Wednesday, 9 October 2013
Dear Alex, Today I needed you...
Window open, I hear the wind, strong, the darkness outside and I can hear the sea tonight, the wind must be in the right direction.
I have just got the kids to bed, and didn't read tonight with them, so I sit here with guilt weighing upon me. I was too low. Eyes too tired, head spinning too much, I needed to shut myself away in the room I do not share with you upstairs and write to my imaginary you, my you who used to be sat there next to me, to comfort, console and care. The imaginary you I write to now, although I will never pass these letters on to you, because you are gone, that you is gone...eons ago it feels.

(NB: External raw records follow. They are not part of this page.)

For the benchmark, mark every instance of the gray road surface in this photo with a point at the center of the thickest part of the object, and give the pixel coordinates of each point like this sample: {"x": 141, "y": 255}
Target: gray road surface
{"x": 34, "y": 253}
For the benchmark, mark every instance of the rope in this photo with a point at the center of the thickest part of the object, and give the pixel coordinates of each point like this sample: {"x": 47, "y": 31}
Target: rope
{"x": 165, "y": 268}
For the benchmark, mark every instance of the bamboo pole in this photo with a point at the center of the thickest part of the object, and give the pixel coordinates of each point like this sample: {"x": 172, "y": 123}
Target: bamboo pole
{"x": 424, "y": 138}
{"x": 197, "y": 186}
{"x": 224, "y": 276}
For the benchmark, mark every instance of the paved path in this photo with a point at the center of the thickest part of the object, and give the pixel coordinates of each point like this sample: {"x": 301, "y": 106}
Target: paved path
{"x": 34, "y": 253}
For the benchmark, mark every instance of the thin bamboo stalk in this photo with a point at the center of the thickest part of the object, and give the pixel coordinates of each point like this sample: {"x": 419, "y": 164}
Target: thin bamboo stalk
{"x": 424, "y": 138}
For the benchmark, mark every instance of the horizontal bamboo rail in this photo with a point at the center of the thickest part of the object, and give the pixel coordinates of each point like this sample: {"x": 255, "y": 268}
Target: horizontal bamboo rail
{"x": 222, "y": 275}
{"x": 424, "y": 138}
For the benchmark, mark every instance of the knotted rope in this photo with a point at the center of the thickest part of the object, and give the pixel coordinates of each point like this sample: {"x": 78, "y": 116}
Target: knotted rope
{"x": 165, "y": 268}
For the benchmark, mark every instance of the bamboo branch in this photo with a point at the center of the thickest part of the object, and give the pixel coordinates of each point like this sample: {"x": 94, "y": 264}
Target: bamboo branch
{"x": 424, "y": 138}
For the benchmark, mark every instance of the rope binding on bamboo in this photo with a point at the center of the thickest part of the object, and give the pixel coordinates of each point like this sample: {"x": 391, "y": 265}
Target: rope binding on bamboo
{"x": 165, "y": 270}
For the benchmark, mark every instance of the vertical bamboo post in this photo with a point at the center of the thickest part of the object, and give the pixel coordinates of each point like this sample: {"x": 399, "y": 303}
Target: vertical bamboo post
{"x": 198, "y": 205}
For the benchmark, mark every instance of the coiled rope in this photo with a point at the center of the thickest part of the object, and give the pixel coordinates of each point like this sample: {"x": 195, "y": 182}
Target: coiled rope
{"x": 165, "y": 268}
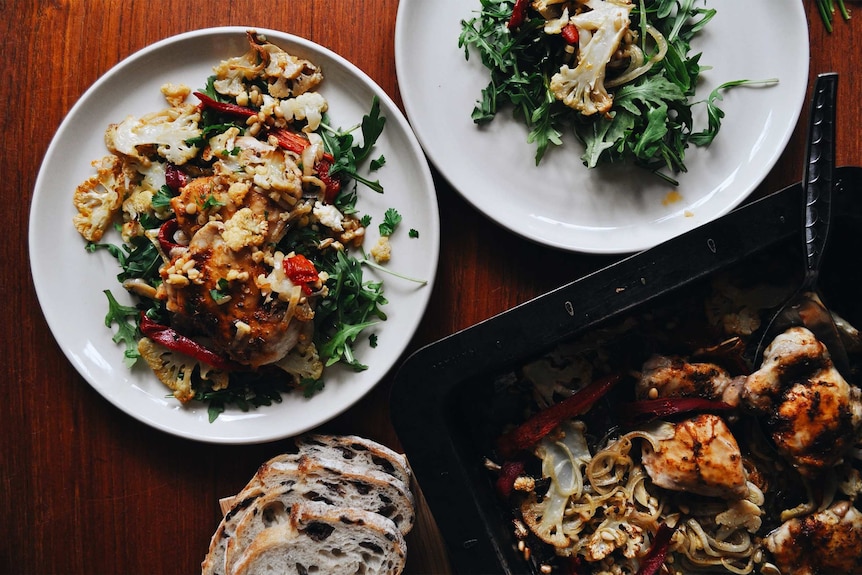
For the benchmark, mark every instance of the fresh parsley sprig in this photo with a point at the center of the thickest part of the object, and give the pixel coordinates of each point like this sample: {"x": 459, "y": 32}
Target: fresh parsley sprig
{"x": 827, "y": 9}
{"x": 651, "y": 122}
{"x": 350, "y": 157}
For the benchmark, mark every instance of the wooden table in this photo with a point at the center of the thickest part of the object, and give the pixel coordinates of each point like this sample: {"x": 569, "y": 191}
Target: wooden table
{"x": 85, "y": 488}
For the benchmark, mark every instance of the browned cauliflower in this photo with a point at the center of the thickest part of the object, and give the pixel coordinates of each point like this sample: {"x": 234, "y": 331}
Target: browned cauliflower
{"x": 600, "y": 29}
{"x": 177, "y": 371}
{"x": 99, "y": 198}
{"x": 165, "y": 132}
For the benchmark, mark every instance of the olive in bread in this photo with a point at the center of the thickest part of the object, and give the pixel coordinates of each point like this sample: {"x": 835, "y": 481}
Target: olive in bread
{"x": 319, "y": 538}
{"x": 356, "y": 451}
{"x": 311, "y": 480}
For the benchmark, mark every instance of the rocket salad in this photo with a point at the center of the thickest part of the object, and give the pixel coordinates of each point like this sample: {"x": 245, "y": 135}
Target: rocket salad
{"x": 620, "y": 75}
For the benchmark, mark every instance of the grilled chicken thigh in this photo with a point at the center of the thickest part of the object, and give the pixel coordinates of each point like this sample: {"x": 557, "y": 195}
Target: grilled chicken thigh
{"x": 812, "y": 414}
{"x": 825, "y": 542}
{"x": 250, "y": 328}
{"x": 664, "y": 376}
{"x": 699, "y": 456}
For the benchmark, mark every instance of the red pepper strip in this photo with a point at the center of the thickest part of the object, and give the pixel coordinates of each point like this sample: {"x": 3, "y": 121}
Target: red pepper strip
{"x": 175, "y": 178}
{"x": 166, "y": 235}
{"x": 294, "y": 142}
{"x": 174, "y": 341}
{"x": 301, "y": 271}
{"x": 650, "y": 409}
{"x": 224, "y": 107}
{"x": 570, "y": 34}
{"x": 519, "y": 14}
{"x": 658, "y": 551}
{"x": 539, "y": 425}
{"x": 333, "y": 185}
{"x": 509, "y": 472}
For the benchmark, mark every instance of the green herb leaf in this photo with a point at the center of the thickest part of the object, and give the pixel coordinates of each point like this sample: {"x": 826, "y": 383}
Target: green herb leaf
{"x": 125, "y": 317}
{"x": 391, "y": 219}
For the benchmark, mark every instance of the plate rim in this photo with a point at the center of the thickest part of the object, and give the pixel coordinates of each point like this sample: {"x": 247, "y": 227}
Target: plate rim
{"x": 419, "y": 170}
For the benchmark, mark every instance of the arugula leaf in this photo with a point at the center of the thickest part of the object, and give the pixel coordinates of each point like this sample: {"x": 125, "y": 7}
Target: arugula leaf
{"x": 128, "y": 333}
{"x": 391, "y": 219}
{"x": 353, "y": 305}
{"x": 826, "y": 8}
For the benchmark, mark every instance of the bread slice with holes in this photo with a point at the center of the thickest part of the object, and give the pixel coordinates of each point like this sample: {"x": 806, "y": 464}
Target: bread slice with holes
{"x": 214, "y": 562}
{"x": 330, "y": 483}
{"x": 315, "y": 478}
{"x": 356, "y": 451}
{"x": 320, "y": 538}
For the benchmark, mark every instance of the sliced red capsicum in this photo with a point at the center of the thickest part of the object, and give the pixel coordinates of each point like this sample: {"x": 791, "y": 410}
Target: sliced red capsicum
{"x": 301, "y": 272}
{"x": 509, "y": 472}
{"x": 542, "y": 423}
{"x": 654, "y": 559}
{"x": 166, "y": 235}
{"x": 570, "y": 34}
{"x": 174, "y": 341}
{"x": 333, "y": 184}
{"x": 649, "y": 409}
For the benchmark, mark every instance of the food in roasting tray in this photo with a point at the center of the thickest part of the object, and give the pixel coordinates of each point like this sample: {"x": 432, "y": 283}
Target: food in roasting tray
{"x": 656, "y": 443}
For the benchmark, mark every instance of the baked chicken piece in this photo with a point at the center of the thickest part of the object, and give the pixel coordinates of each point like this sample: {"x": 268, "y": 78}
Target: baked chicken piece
{"x": 812, "y": 414}
{"x": 825, "y": 542}
{"x": 697, "y": 455}
{"x": 664, "y": 376}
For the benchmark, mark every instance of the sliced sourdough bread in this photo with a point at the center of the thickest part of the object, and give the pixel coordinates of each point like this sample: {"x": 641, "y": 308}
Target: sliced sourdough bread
{"x": 324, "y": 473}
{"x": 356, "y": 451}
{"x": 287, "y": 482}
{"x": 214, "y": 562}
{"x": 320, "y": 538}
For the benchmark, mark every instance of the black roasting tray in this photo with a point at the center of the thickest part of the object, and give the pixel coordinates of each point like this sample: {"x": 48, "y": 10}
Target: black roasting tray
{"x": 436, "y": 389}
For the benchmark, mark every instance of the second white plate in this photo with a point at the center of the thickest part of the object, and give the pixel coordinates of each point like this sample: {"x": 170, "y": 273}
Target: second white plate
{"x": 563, "y": 204}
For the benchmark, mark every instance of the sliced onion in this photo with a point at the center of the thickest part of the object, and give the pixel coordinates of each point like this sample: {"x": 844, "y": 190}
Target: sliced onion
{"x": 634, "y": 72}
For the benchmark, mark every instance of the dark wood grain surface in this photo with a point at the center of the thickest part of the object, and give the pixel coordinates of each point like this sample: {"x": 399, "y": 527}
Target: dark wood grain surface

The Care agency currently providing your care, pulled out this morning, giving two weeks' notice. I, and the CCG, (your mum too is trying what she can too) now have to frantically find a Care agency who can fulfil the role of providing care for you. I imagine there were several reasons, but their pulling out makes me question me, and I become very down on myself. That is until I speak to one of your Care commissioning nurses. Who reassures me she would be just the same, and I should not change. I insist that care is given alongside aiding you, not care given, doing everything for you, all the time. I am present, I encourage, advise and correct a great deal, but that's because I have extremely high expectations and standards and values for you...And this is all about you. So after being winded by the news just after the school run, I sit for a while, ponder how I am and then look at why, and ask myself should I, or would I change? ...
...And no, no I will not, because I am caring and providing for my family-you and the four children-and what I do for you, and all the idiosyncrasies of you as a person, how to be with you, encourage you and get the best out of you, is paramount, as it should be. I am on the hunt for another agency now- no small feat.
In amongst this, I am still trying to do speech therapy with you, physio with you, cook for you, clean up eternally after you, not just you, but the four kids too. Four sets of homework, four sets of reading, four sets of letters from school that need addressing, four bedtimes...And then our dog, who had to be taken in again today to the vets (third time in a week) as he has an eye abscess and it needed operating on!
Today I needed you with my whole being, to take something off my hands, or to just give me a cuddle, or even to ask 'are you alright, babes?'
How I ache for you to care about me.
Long to hear you ask if I am ok, or how my day has been...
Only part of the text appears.